In version 9.6 PostgreSQL has introduced parallel queries. The ability to use more than just one CPU core per query is a giant leap forward and has made PostgreSQL an even more desirable database. With parallel queries many workloads can be speeded up considerably.

In this article, I want to point out a small missing feature, which has bugged one of our support clients recently. Consider the following example:

test=# CREATE TABLE t_demo AS
SELECT         id
FROM           generate_series(1, 10000000) AS id;

SELECT 10000000

The sample table contains 10 million rows.

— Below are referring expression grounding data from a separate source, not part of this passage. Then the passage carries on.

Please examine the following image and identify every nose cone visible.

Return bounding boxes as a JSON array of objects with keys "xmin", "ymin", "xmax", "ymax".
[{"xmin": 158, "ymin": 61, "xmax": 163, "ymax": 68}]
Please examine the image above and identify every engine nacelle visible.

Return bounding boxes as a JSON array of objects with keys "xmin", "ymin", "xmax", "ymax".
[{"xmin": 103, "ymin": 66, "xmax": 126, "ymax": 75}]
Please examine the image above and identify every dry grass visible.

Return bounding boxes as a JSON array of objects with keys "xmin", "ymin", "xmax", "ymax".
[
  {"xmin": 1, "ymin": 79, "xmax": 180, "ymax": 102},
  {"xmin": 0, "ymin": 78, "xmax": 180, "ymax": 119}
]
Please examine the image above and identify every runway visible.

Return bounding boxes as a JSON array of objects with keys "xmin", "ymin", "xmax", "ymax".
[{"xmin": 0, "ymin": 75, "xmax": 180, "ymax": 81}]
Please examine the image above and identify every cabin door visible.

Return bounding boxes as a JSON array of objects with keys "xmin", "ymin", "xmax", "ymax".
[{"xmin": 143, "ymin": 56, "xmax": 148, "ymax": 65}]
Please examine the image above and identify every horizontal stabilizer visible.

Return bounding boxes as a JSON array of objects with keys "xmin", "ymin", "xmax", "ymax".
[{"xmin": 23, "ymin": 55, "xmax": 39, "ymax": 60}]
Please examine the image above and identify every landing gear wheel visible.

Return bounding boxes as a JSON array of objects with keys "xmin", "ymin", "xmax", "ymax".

To tell the optimizer about the content of the table, running ANALYZE seems like a good idea:

test=# ANALYZE t_demo;

Then users can tell PostgreSQL about the maximum number of cores allowed for the query we are about to run:

test=# SET max_parallel_workers_per_gather TO 4;

After that we can already run a simple aggregation:

test=# explain SELECT count(*) FROM t_demo;
                                        QUERY PLAN
 Finalize Aggregate  (cost=76498.57..76498.58 rows=1 width=8)
  ->  Gather  (cost=76498.15..76498.56 rows=4 width=8)
      Workers Planned: 4
      ->  Partial Aggregate  (cost=75498.15..75498.16 rows=1 width=8)
      ->  Parallel Seq Scan on t_demo  (cost=0.00..69248.12 rows=2500012 width=0)
(5 rows)

PostgreSQL will execute a so called parallel sequential scan using 4 CPU cores (= worker processes). The system will scale nicely and significantly better execution times can be observed.

SERIALIZABLE and parallelism

We have seen a couple of people using SERIALIZABLE transactions for analytical requests. While this might not be a good idea for other reasons there are also implications when it comes to the use of parallel queries. At this point (as of PostgreSQL 9.6) there is some code in PostgreSQL, which is not yet fully parallel safe. Therefore parallel queries are not yet supported if you happen to use SERIALIZABLE. If you are affected by this, consider using REPEATABLE READ.

Here is what happens:

test=# explain SELECT count(*) FROM t_demo;
                               QUERY PLAN
 Aggregate  (cost=169248.60..169248.61 rows=1 width=8)
  ->  Seq Scan on t_demo  (cost=0.00..144248.48 rows=10000048 width=0)
(2 rows)

test=# COMMIT;

As you can see, only a single core is used.

The code inside the query planner (planner.c) is very clear about this:

We can’t use parallelism in serializable mode because the predicate locking code is not parallel-aware.  It’s not catastrophic if someone tries to run a parallel plan in serializable mode; it just won’t get any workers and will run serially.  But it seems like a good heuristic to assume that the same serialization level will be in effect at plan time and execution time, so don’t generate a parallel plan if we’re in serializable mode.

Future versions of PostgreSQL will surely relax this at some point so that all isolation levels can benefit from parallel queries.